I was born at the same time as two of my siblings—my brother Casey and sister Mickie. Most people call this triplets. I don’t talk about it much. I actually have friends I’ve known for years who will hear me say I’m a triplet and be absolutely stunned, saying they had no idea.
But back to my mom.
What she jokes about in that little sentence, is that I wasn’t given the attention I needed when I was little, so now I’m continuing to look for it in everything I do. Don’t get me wrong. My parents are amazing and have loved and supported me so well throughout my whole life—attending practically every sporting event and concert they possible could—but hey, it’s hard to hold three babies.

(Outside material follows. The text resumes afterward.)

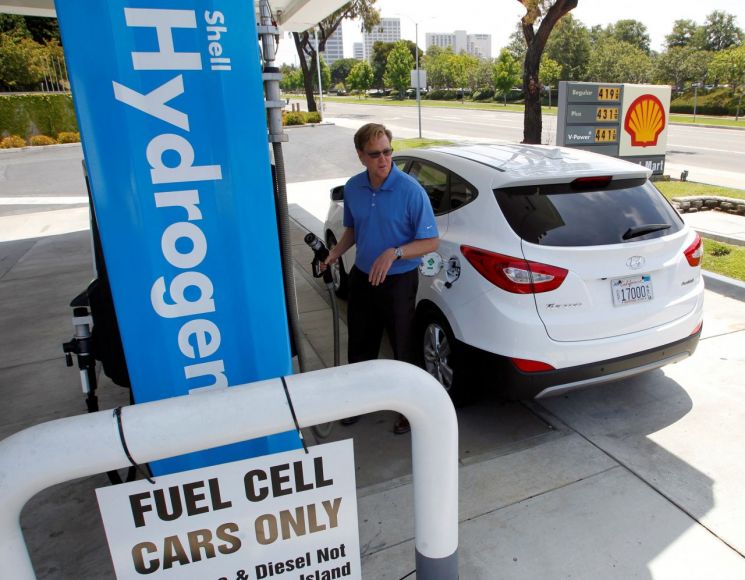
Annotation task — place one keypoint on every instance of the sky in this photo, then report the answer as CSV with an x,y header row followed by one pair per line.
x,y
499,18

Today, I still find myself plagued with this internal need to be noticed, appreciated, admired.
I look for it in conversation, playing shows, the way I dress, etc. In some ways, this has been a gift driving me to “succeed”, but in other ways its been an unhealthy need I’ve looked for others to meet. It hasn’t been until recently I’ve realized that maybe people can’t fully give to me what I’m looking for.

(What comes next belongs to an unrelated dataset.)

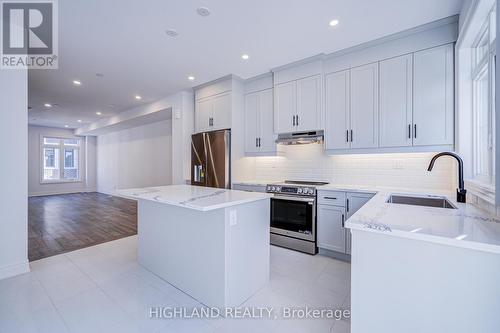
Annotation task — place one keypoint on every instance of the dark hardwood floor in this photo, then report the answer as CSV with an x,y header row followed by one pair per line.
x,y
67,222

Maybe I need to give it to myself.
The hard part about looking to get this need met by what you do—regardless if its music, work, relationships, or some other creative endeavor—is that it can lead to forsaking your own heart.
Can you relate?
Have you ever given up what you’ve truly wanted in order to get attention, praise or some other kind of affirmation?
If you have, you know how empty and painful it can be.
I was having a conversation with my friend Thad the other day.
We’re both musicians, so we often talk about things in relation to the music we write. As we talked, he looked at me and said:
Most artists start out making music for themselves. Other artists make music for someone else. The first can often be selfish, but that latter can be presumptuous. What I want to do is to make music for ‘us’.
What a beautiful thing to say.
I think the reason it hit me so hard was that I’m currently recording an album. And I’ve been in this process of deciding which songs to include, how vulnerable to be, what sort of instrumentation to use, and just general overall vision for the record. I often feel my need for praise and affirmation flare up in the creative process.
In that moment, I felt Thad give me a compass for my new album, a north star to check in with to make sure I was headed in the right direction.
Rather than make an album for me (selfish) or make an album to get the attention of others, I could make it for us.
And I don’t think you have to be a musician to understand Thad’s advice.
I think most of us start out creating because we have to.
It’s this thing that bubbles up inside and comes out in the form of drawings, or playing dress up, or humming a tune. When both the pain and beauty of life hits our hearts, we can’t help but find a way to get it out. We all have a need to be understood, and art has a way of giving us that gift.
For most of us though, it’ll probably stop at only a few family and friends being let into the creative process. And that’s ok. But for those of us who are plagued with the need to be seen or noticed, like I sometimes am, the art can turn into a bit of a “curse”.
This is what I think Thad was saying: those who create for the sake of the connection will be the artists who last.
Brené Brown says that there is nothing as essential to happiness as human connection.
In any relationship, if we’re looking to get from someone something we haven’t first given to our self, there will always be a breakdown in that relationship. It’s when two people decide to first care for and nurture their own heart that the deepest connections can develop.
The ‘us’ is about that connection.
It’s about the conversation, the moments we get to share. That’s the true power of music, or any art for that matter. When an artist taps into and expresses the sacredness and commonality of our shared human experience, we all benefit.
After listening to a great song, we say with the artist, “Me too. I’ve felt that.”
In life, it’s impossible not to experience love and loss, to know both pain and beauty.
But the world doesn’t need more selfish art; it needs greater connection. It needs a deep joy to be experienced, a joy that can only be found in truly knowing and being known. I need this kind of joy.
So my question is this: where can you enter into the ‘us’?
You’re a gift to the world. You have something special inside of you that no one else has. You’re a part of ‘us’. In what ways can you make that kind of “music”? I’m dying to hear it. The world is longing to experience it.